CINQUANTE MINUTES QUATRE SECONDES
- jemesouviensdetout

- 17 août 2019
- 4 min de lecture

Futur Thriller en voie d'accession.
" Je pense avoir voulu réaliser le rêve de ma mère, de ma grand-mère, de la tante Hortense, de la cousine Hedwidge, que sais-je encore. Celui de mon père, le cauchemar dont il faut s’éveiller, l’interdiction, le dictat patriarcal , du « Tu ne t’élèveras point ! »
Mon ami Gérard Martel me regarda, sans conviction, il était persuadé que je ne comprenais plus rien à son existence, surtout concernant ses multiples essais de couples. Ce qu'il me dit ce jour là me secoua jusqu'aux tréfonds de mon être, il m'obligeait à voir au devant d'un soleil ardent dont l'aveuglement remplaçait la cécité.
- Il me reste ce goût amer de gâchis en fonds de poches, me dit-il froidement. Puis cet impérialisme familial derrière tout cela, bien trop puissant. D’un côté le mien, rien, de l’autre, trop, partout. Tous les deux pris dans un vortex affectif relié à ces touts et riens. Mais qui des deux côtés de la lèvre cicatricielle, laissaient un gouffre béant.

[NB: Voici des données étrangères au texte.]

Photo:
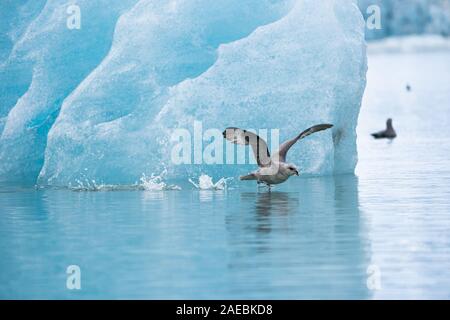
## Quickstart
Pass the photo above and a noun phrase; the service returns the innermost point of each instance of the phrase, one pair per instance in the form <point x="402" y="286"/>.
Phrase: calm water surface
<point x="310" y="238"/>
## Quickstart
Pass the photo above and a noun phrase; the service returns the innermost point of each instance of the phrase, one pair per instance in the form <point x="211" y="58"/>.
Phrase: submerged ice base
<point x="282" y="65"/>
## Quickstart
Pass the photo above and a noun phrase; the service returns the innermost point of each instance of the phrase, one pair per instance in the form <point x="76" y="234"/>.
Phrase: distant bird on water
<point x="389" y="133"/>
<point x="272" y="169"/>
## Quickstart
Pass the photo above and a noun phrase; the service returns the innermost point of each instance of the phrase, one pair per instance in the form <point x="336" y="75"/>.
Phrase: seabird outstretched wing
<point x="285" y="146"/>
<point x="244" y="137"/>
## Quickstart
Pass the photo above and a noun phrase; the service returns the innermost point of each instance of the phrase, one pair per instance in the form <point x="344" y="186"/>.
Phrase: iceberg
<point x="102" y="102"/>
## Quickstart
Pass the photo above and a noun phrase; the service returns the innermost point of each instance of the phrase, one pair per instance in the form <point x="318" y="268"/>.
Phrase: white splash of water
<point x="205" y="182"/>
<point x="152" y="183"/>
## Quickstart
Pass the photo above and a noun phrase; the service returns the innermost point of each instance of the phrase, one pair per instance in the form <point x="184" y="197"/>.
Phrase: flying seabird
<point x="272" y="169"/>
<point x="389" y="133"/>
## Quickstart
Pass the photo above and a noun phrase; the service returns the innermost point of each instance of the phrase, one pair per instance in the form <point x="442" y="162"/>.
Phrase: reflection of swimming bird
<point x="389" y="133"/>
<point x="272" y="169"/>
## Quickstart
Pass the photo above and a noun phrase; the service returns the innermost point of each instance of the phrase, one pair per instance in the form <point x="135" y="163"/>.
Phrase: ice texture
<point x="407" y="17"/>
<point x="100" y="103"/>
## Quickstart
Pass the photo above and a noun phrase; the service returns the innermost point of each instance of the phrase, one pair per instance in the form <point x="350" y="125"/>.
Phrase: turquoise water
<point x="309" y="238"/>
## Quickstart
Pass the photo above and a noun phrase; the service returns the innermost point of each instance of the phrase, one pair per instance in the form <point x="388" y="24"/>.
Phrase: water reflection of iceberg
<point x="310" y="241"/>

Je dois être parti bien trop tôt de la maison à me débrouiller seul avec ma première copine. Comique. Comme avec une grande soeur, je dirais. Déjà dans la confusion des images. Cela nous rend à tout jamais des fouteurs de vie en solitaire.

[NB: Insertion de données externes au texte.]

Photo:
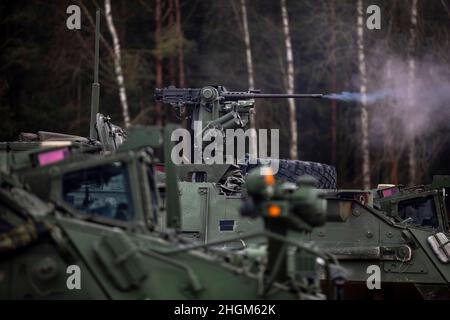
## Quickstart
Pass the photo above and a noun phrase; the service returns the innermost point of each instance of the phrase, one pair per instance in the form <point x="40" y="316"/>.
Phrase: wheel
<point x="291" y="170"/>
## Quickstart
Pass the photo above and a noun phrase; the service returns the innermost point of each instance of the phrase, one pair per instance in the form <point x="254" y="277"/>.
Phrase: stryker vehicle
<point x="95" y="227"/>
<point x="399" y="234"/>
<point x="211" y="193"/>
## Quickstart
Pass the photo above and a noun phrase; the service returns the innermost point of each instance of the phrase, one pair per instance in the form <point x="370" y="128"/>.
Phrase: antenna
<point x="95" y="98"/>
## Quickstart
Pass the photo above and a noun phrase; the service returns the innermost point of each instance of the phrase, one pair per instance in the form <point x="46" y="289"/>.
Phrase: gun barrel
<point x="245" y="95"/>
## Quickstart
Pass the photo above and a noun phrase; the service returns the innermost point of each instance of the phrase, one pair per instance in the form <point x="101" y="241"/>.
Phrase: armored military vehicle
<point x="394" y="234"/>
<point x="95" y="227"/>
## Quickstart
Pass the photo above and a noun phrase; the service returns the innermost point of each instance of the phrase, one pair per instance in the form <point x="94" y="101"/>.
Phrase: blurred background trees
<point x="47" y="70"/>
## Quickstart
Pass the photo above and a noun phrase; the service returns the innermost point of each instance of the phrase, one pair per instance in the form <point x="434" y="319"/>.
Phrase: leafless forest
<point x="393" y="125"/>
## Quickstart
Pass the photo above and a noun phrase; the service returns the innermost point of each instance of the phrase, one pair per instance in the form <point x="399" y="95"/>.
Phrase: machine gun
<point x="217" y="107"/>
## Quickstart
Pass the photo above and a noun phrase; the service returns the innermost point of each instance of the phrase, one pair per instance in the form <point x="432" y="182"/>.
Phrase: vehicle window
<point x="100" y="191"/>
<point x="420" y="211"/>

Je pense avoir voulu réaliser le rêve de ma mère, de ma grand-mère, de la tante Hortense, de la cousine Hedwidge, que sais-je encore. Celui de mon père, le cauchemar dont il faut s’éveiller, l’interdiction, le dictat patriarcal , du « Tu ne t’élèveras point ! » Puis cet assassinat en faisant exploser le Dictateur, ce voluptueux assouvissement personnel et jouissif, dans l’action du refus, du " non tu m’emmerdes, je serai ce que tu ne voudrais pas que je soie, que j’écrive, que je contemple, que j’aille vers ce qui semble bon et essentiel pour moi et surtout me plaise, me séduise, oui, me séduise d'abord et avant tout.
Et jusqu'où irai-Je ?
Je reste intimement -surtout enfin avec moi-même-, persuadé que l’étau familial est ennemi complet de l’expansion du soi, quand il germe dans la frustration, et qu'il impose : "le Voudrait qu’on fasse ce qu’eux ne purent accomplir et qui forcément doit être du même goût des descendants".
Mais ça ne marche pas ainsi. Ce qui ne fut pas, ce qui rata, ne peut en aucun cas devenir le "Ce qu’il faudrait frustrés des ayants droits" Et surtout en qui et quoi !

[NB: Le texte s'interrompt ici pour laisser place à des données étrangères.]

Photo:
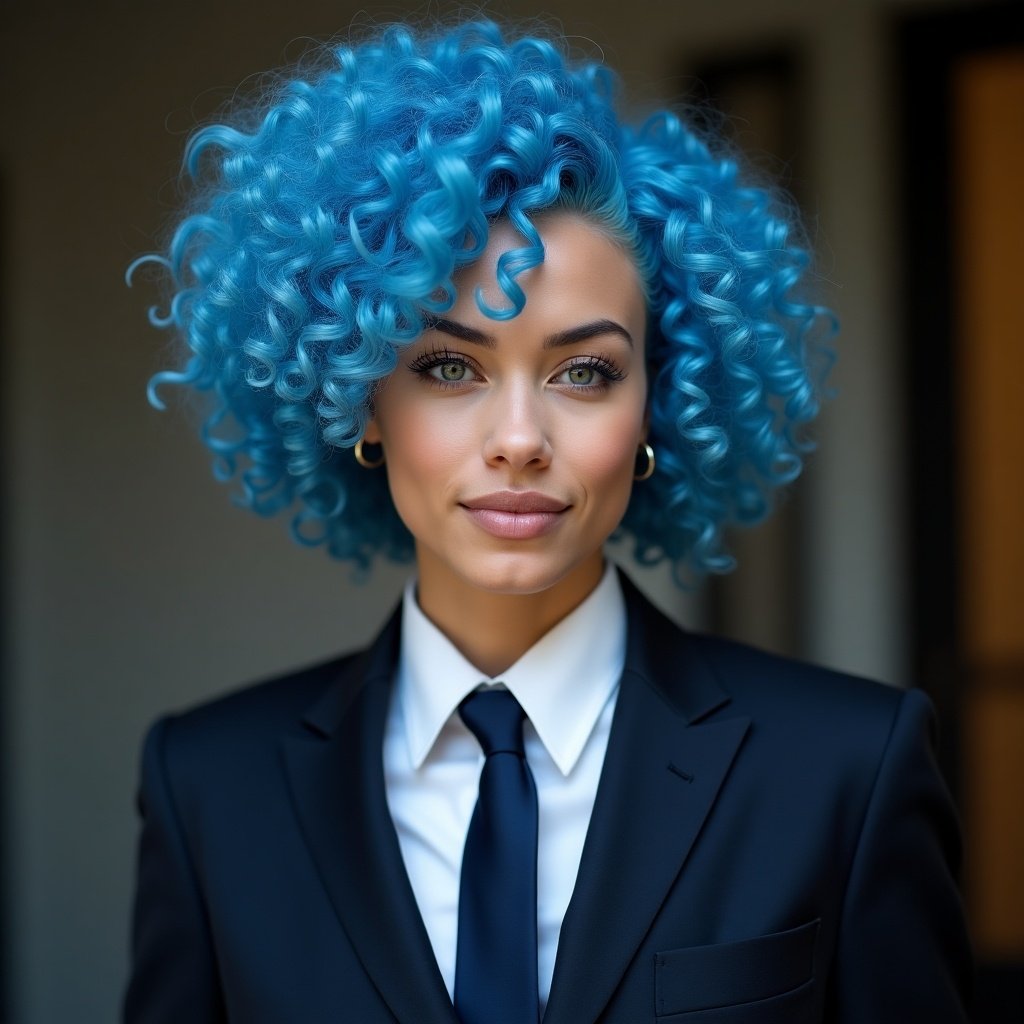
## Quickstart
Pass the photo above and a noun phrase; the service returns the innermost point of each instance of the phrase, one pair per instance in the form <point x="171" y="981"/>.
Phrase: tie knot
<point x="495" y="717"/>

Alors on peut remonter très loin en suivant l’autoroute fondamentale du bienfondé, avec l’enclume d'un contrepoids raclant le dos et abrasant l’ossature. Tout est dans l’impossibilité totale de sortir de la Matrice. Ça rappelle vaguement quelque chose. Victime du rien gardé, du vacum, contre victime du surencombrement loyal etsilencieux, " d’haltères Égaux " et obésités affectives, rivant la vie en stase foetale.
J'aurais tout tenté sur le même fronton. Je suis en période de délestage, besoin de temps, d’espace, de temps libres surtout. Ne plus m’agiter, être dans la nature entouré de rives ou courbes féminines, des paysages doux et tempérés, brumeux, sans violence, avec que des cieux couverts et du silence partout.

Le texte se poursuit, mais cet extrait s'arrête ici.